EQUAL Research Program in Palliative Care, Faculty of Nursing, University of Alberta, 3rd Floor Edmonton Clinic Health Academy, 11405 87 Avenue, Edmonton, Alberta, T6G 1C9, Canada.
Department of Symptom Control and Palliative Care, Cross Cancer Institute, Edmonton, AB, Canada.
Support Care Cancer. 2019 Dec;27(12):4733-4744. doi: 10.1007/s00520-019-04726-z. Epub 2019 Apr 10.
Disparities in access to palliative care services for populations with social disparities have been reported in Western countries. Studies indicate that these populations tend to report higher symptom distress than other population groups. We need to further investigate how social disparities influence symptom burden to improve symptom relief in these populations.
To examine the perspectives of specialist palliative care providers concerning the relationship between social disparities and symptom burden in populations with advanced cancer.

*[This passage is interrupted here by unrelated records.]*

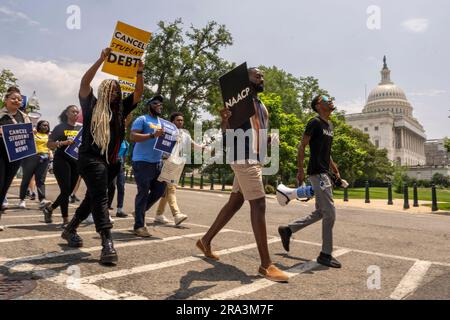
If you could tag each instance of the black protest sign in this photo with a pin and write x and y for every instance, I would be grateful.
(235, 86)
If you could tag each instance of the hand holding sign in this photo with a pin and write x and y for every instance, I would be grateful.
(236, 94)
(128, 45)
(158, 133)
(105, 53)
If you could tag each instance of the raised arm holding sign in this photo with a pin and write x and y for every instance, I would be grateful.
(127, 48)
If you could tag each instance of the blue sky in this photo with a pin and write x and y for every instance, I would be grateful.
(326, 39)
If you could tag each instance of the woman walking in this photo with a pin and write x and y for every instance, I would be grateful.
(37, 165)
(9, 114)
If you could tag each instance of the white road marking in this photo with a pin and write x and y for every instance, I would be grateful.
(264, 283)
(88, 290)
(54, 235)
(385, 255)
(11, 262)
(165, 264)
(411, 280)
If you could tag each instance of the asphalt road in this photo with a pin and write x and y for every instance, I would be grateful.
(385, 255)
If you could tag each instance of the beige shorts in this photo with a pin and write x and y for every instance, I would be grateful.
(248, 181)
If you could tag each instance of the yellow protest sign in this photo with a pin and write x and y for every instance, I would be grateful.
(127, 47)
(127, 86)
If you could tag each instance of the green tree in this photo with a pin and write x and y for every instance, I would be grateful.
(184, 66)
(290, 128)
(7, 79)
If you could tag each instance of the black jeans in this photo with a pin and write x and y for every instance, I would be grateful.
(38, 166)
(8, 171)
(150, 190)
(97, 175)
(118, 181)
(66, 174)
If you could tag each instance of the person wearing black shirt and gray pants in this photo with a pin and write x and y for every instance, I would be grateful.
(319, 136)
(103, 133)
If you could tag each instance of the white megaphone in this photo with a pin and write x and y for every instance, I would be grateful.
(285, 194)
(34, 117)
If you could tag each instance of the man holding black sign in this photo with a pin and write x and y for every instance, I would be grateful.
(248, 184)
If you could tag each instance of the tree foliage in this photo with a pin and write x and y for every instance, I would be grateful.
(7, 79)
(184, 66)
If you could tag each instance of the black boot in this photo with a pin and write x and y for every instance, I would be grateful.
(70, 233)
(109, 254)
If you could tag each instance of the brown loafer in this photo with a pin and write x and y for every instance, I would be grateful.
(272, 273)
(206, 250)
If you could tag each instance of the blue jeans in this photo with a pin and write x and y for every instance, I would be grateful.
(150, 190)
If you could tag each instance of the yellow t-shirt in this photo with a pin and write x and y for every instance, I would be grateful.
(41, 142)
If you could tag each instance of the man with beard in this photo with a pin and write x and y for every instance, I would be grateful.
(147, 163)
(248, 184)
(103, 132)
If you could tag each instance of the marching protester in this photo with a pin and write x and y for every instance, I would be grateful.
(9, 114)
(248, 184)
(103, 132)
(73, 197)
(147, 162)
(37, 166)
(184, 142)
(319, 136)
(64, 166)
(119, 181)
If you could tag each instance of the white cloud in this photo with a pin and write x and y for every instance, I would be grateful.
(416, 25)
(351, 106)
(56, 83)
(17, 15)
(427, 93)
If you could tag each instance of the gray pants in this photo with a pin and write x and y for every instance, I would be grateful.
(325, 210)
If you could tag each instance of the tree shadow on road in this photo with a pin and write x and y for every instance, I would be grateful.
(40, 228)
(288, 256)
(218, 272)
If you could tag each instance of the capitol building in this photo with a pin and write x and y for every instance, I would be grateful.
(388, 119)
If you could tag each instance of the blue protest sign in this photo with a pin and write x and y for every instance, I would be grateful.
(72, 150)
(168, 140)
(19, 141)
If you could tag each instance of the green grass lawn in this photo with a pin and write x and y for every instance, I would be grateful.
(443, 195)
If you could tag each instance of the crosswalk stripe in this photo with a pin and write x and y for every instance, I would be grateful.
(411, 281)
(264, 283)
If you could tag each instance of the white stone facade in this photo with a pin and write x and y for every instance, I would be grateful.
(387, 118)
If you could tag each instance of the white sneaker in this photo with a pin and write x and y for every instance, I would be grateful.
(285, 194)
(161, 219)
(179, 218)
(43, 203)
(22, 204)
(89, 219)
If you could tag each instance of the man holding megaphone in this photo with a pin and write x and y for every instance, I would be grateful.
(319, 136)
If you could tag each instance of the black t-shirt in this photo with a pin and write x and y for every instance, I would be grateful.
(63, 132)
(321, 133)
(116, 126)
(6, 119)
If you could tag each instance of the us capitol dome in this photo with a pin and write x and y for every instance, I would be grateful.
(388, 119)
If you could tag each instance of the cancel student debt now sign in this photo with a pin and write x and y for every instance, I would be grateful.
(127, 47)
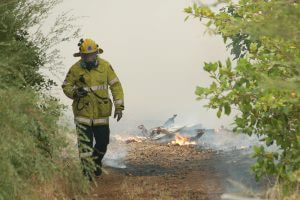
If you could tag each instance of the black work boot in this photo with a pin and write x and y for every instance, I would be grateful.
(98, 170)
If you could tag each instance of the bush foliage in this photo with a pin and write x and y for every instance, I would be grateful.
(263, 82)
(32, 165)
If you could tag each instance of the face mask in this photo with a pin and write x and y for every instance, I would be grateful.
(90, 60)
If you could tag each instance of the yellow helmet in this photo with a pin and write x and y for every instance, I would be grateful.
(88, 46)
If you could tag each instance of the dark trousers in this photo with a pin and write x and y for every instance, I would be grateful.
(86, 135)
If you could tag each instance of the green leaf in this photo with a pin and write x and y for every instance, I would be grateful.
(227, 109)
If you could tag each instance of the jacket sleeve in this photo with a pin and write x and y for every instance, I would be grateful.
(69, 85)
(116, 89)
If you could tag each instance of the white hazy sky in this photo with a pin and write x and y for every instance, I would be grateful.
(157, 56)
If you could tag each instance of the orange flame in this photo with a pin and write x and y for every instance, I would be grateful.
(180, 140)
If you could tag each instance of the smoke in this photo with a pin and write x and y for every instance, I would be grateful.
(226, 140)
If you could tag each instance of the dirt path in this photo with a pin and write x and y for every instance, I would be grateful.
(161, 171)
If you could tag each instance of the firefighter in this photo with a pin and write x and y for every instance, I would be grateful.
(87, 85)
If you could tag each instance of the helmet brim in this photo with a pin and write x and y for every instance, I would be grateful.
(100, 51)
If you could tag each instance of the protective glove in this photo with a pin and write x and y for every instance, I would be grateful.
(118, 114)
(80, 92)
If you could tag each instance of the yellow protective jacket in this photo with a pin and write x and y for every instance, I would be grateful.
(96, 107)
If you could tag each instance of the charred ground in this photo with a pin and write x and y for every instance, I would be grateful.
(166, 171)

Two sequential qualitative studies that followed a combination of interpretive and critical methodologies. The interpretive approach was outlined by van Manen's hermeneutic phenomenology while the critical component was informed by the works of Paulo Freire. Participants involved two specialist palliative care teams from a large acute care hospital and a large cancer center in Western Canada. Participants included 11 palliative care providers including registered nurses, nurse practitioners, physicians, and pharmacists.
Participants perceived that social conditions that might aggravate symptom burden included low income, low education, lack of social support, language barriers, and rurality. The relationship between income and symptom burden reflected diverse views. Participants identified populations prone to complex symptom burden including homeless individuals, Indigenous people, people with a history of addictions, and people with mental health or psychosocial issues.
Participants perceived that social disparities may increase symptom complexity in populations with advanced cancer. Participants did not identify ethnicity and gender as influencing symptom burden. Further research is needed to examine the interactions of social disparities, patient individuality, and symptom burden.
在西方国家,已经有报道称,社会差异人群获得姑息治疗服务的机会存在差异。研究表明,这些人群往往比其他人群报告更高的症状困扰。我们需要进一步研究社会差异如何影响症状负担,以改善这些人群的症状缓解。
探讨专科姑息治疗提供者对晚期癌症人群中社会差异与症状负担之间关系的看法。
这是两项先后进行的定性研究,采用了解释学和批判学相结合的方法。解释学方法以范马南的解释现象学为基础,而批判学部分则受到保罗·弗莱雷作品的启发。参与者包括来自加拿大西部一家大型急症护理医院和一家大型癌症中心的两个专科姑息治疗团队。参与者包括 11 名姑息治疗提供者,包括注册护士、护士从业者、医生和药剂师。
参与者认为可能加重症状负担的社会状况包括低收入、低教育水平、缺乏社会支持、语言障碍和农村地区。收入与症状负担之间的关系反映了不同的观点。参与者确定了容易出现复杂症状负担的人群,包括无家可归者、原住民、有吸毒史的人以及有心理健康或心理社会问题的人。
参与者认为社会差异可能会增加晚期癌症人群的症状复杂性。参与者没有将种族和性别确定为影响症状负担的因素。需要进一步研究以探讨社会差异、患者个体差异和症状负担之间的相互作用。